There are two options to calculate semantic compatibility between an image and a text: Cosine Similarity and Matching Score.

Cosine Similarity

import torch.nn.functional as F

similarity = F.cosine_similarity(image_embedding, text_embedding)

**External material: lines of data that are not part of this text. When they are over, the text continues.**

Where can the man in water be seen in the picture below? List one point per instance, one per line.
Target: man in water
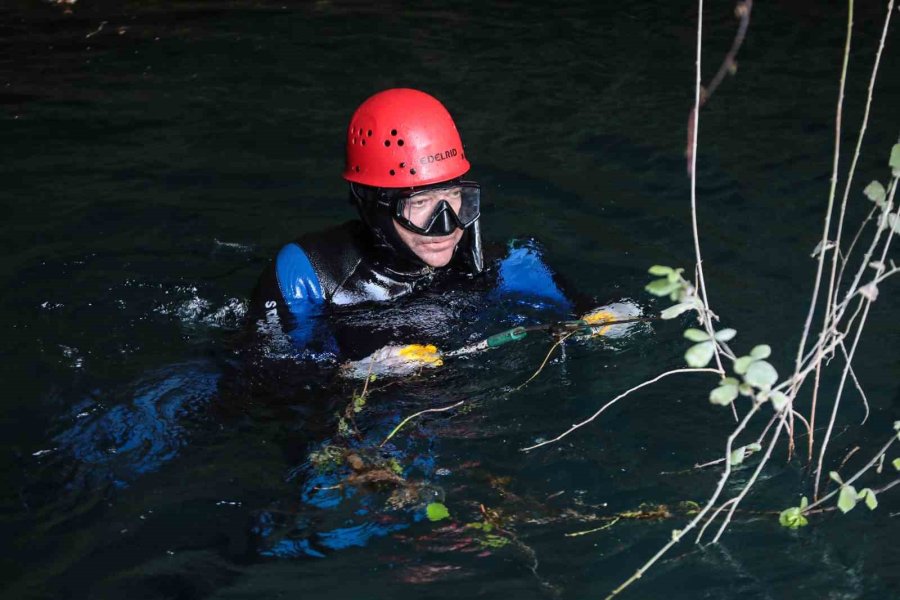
(335, 294)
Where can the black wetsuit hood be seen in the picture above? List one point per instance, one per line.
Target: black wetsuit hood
(392, 252)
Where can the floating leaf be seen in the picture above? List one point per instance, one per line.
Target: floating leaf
(847, 498)
(779, 400)
(894, 161)
(699, 355)
(660, 270)
(737, 456)
(661, 287)
(868, 496)
(696, 335)
(792, 518)
(761, 374)
(875, 192)
(742, 364)
(724, 394)
(760, 352)
(674, 311)
(436, 511)
(726, 335)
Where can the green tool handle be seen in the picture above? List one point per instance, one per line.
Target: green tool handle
(504, 337)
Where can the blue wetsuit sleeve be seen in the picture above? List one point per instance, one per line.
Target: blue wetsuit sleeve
(302, 292)
(524, 274)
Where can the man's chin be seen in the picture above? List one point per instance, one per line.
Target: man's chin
(437, 259)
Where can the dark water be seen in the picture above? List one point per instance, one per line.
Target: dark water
(151, 167)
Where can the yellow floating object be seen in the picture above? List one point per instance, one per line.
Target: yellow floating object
(599, 317)
(427, 354)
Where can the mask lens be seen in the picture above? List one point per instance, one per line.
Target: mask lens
(421, 209)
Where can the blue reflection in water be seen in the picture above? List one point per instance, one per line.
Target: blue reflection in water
(139, 436)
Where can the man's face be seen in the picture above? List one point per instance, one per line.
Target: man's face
(434, 251)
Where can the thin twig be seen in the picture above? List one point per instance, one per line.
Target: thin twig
(546, 358)
(613, 401)
(862, 394)
(413, 416)
(827, 227)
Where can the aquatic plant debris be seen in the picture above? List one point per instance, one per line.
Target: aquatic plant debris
(436, 512)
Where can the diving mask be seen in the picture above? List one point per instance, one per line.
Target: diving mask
(438, 211)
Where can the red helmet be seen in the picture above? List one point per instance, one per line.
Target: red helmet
(403, 138)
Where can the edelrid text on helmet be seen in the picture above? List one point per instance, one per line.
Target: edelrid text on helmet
(402, 138)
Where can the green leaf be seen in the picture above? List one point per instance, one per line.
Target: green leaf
(779, 400)
(760, 352)
(868, 496)
(661, 287)
(674, 311)
(894, 161)
(660, 271)
(675, 276)
(699, 355)
(696, 335)
(742, 364)
(761, 374)
(875, 192)
(723, 395)
(847, 498)
(792, 518)
(726, 335)
(436, 511)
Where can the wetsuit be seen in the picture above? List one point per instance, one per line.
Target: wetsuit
(340, 294)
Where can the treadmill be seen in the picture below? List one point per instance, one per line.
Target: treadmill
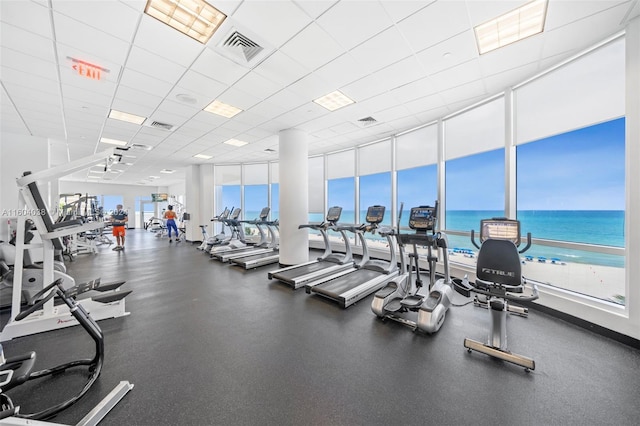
(269, 256)
(369, 276)
(329, 263)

The similarity will belong to the [-1, 1] range, 1 meaning the absolute match.

Pros:

  • Computationally cheap.
  • Only unimodal embeddings are required, unimodal encoding is faster than joint encoding.
  • Suitable for retrieval in large collections.

Cons:

  • Takes into account only coarse-grained features.

Matching Score

Unlike cosine similarity, unimodal embedding are not enough. Joint embedding will be needed and the resulting score will belong to the [0, 1] range, 1 meaning the absolute match.

score = model.get_matching_scores(joint_embedding)

Pros:

  • Joint embedding captures fine-grained features.
  • Suitable for re-ranking – sorting retrieval result.

Cons:

  • Resource-intensive.
  • Not suitable for retrieval in large collections.